Pipelines Docs is in beta — content is actively being added.
Platform GuideTasks & Work

Task Lifecycle

Where human evaluation work on agent runs shows up, and how it flows through a pipeline.

A task is a single unit of work that moves through a pipeline. In the agent-testing model, each dataset row becomes one (agent, task) run: the agent executes, its tool calls route through the Odyssey proxy, and an LLM judge grades the trajectory. Tasks become visible work for people when a pipeline asks a human to evaluate or review an agent's output — for example when it has human-eval fields (an agent-mode field paired with a human grade) or a review step. Those are the moments that surface as tasks for contributors and reviewers to pick up.
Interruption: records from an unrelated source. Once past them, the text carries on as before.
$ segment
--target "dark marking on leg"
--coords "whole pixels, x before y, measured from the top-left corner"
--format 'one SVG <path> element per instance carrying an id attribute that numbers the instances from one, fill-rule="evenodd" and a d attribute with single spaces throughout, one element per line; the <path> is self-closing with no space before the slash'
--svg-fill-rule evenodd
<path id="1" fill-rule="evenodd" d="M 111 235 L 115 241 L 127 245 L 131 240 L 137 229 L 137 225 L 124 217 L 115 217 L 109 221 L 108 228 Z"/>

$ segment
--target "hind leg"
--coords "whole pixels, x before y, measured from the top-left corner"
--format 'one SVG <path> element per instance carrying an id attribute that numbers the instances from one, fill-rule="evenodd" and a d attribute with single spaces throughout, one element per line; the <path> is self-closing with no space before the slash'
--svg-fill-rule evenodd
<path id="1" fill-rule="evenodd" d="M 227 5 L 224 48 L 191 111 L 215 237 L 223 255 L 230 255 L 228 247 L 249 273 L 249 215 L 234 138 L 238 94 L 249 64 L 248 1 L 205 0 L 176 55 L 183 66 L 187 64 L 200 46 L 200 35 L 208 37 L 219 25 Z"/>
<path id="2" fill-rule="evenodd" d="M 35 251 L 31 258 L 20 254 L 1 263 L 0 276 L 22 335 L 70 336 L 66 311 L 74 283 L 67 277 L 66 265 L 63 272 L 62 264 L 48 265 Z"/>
Each task creates node instances at every step it reaches, and each node instance has its own status.

Task states

StatusDescription
PendingCreated but not yet available for work.
In ProgressAt least one node instance is actively being worked on.
PausedThe pipeline was paused. The task resumes when the pipeline is reactivated.
FinishedAll nodes completed successfully — the task has reached an End node.
EscalatedFlagged for admin attention due to review failures exceeding limits.
QuarantinedHeld because the task exceeded the maximum number of re-reviews.
FailedAn unrecoverable error occurred during processing.

Node instance states

StatusDescription
PendingThe task has not yet reached this node.
AvailableReady to be claimed by a contributor or processed by an LLM.
ClaimedA contributor has claimed this node, or an LLM is generating a response.
SubmittedWork has been submitted, awaiting the next step.
FinishedThe node is complete.
EscalatedThe node has been escalated to an admin.
QuarantinedThe node is held due to re-review limits.
N/AThe node was skipped (e.g., a logic gate routed the task down a different path).
DeferredThe node is waiting for an upstream dependency.

Task flow

A typical task lifecycle:

  1. Created — a task is created from a dataset row and enters the pipeline at the Start node, pairing the row with the agent under test.
  2. Available — the first node becomes available. An agent run or LLM step is processed automatically; a human-eval or review step becomes available for a contributor to claim.
  3. Claimed — a contributor claims the human-eval step from their work queue, or the agent/LLM begins executing.
  4. Submitted — the contributor records their grade and submits, or the agent run / LLM generation finishes.
  5. Reviewed (if applicable) — the task moves to a review node where a reviewer passes or fails the submission. A failed review sends the task back for rework.
  6. Finished — the task reaches an End node and is marked as Finished.

Contributors and reviewers pick up the human-eval steps from their work queue — claiming a step to evaluate or review an agent's output — but most of the lifecycle runs on its own as the agent executes and the judge grades the trajectory.

Viewing tasks

Data Explorer

The primary interface for viewing and managing tasks is the Data Explorer, where you inspect agent traces in depth. It is accessible from the pipeline page; the header shows the task completion count and provides access to task creation, export, and creating derived columns. To drill into a single agent's trajectory and tool calls, see inspecting runs.

The Data Explorer has four tabs:

  • Task Metadata — task-level information: status, current node, assignee, timestamps, and per-node status columns.
  • Task Data — all form field values across nodes, including LLM responses and evaluations.
  • Evaluation Analytics — scorecard and per-field analytics for evaluation results (shown when the pipeline has evaluation fields).
  • LLM Analytics — LLM generation metrics (shown when the pipeline has LLM nodes).

Task detail

Click View on any task row to open a detail modal with two views:

  • Nodes view — per-node breakdown of form fields, submitted values, review data, and LLM output.
  • Timeline view — chronological history of all submissions, reviews, and state changes for the task.

Admin operations

Admins can perform the following operations on tasks:

  • View any task — open the full submission and review data.
  • Edit submissions — modify submitted field values.
  • Release — unclaim a task, returning it to the available queue.
  • Escalate/De-escalate — manually change escalation status.
  • Tag — apply tags to tasks for filtering and organization.

Bulk actions

Select multiple tasks in the Data Explorer to:

  • Export — download selected tasks as CSV, JSON, or ZIP.
  • Evaluate — run evaluations on selected tasks.
  • Delete — permanently remove selected tasks.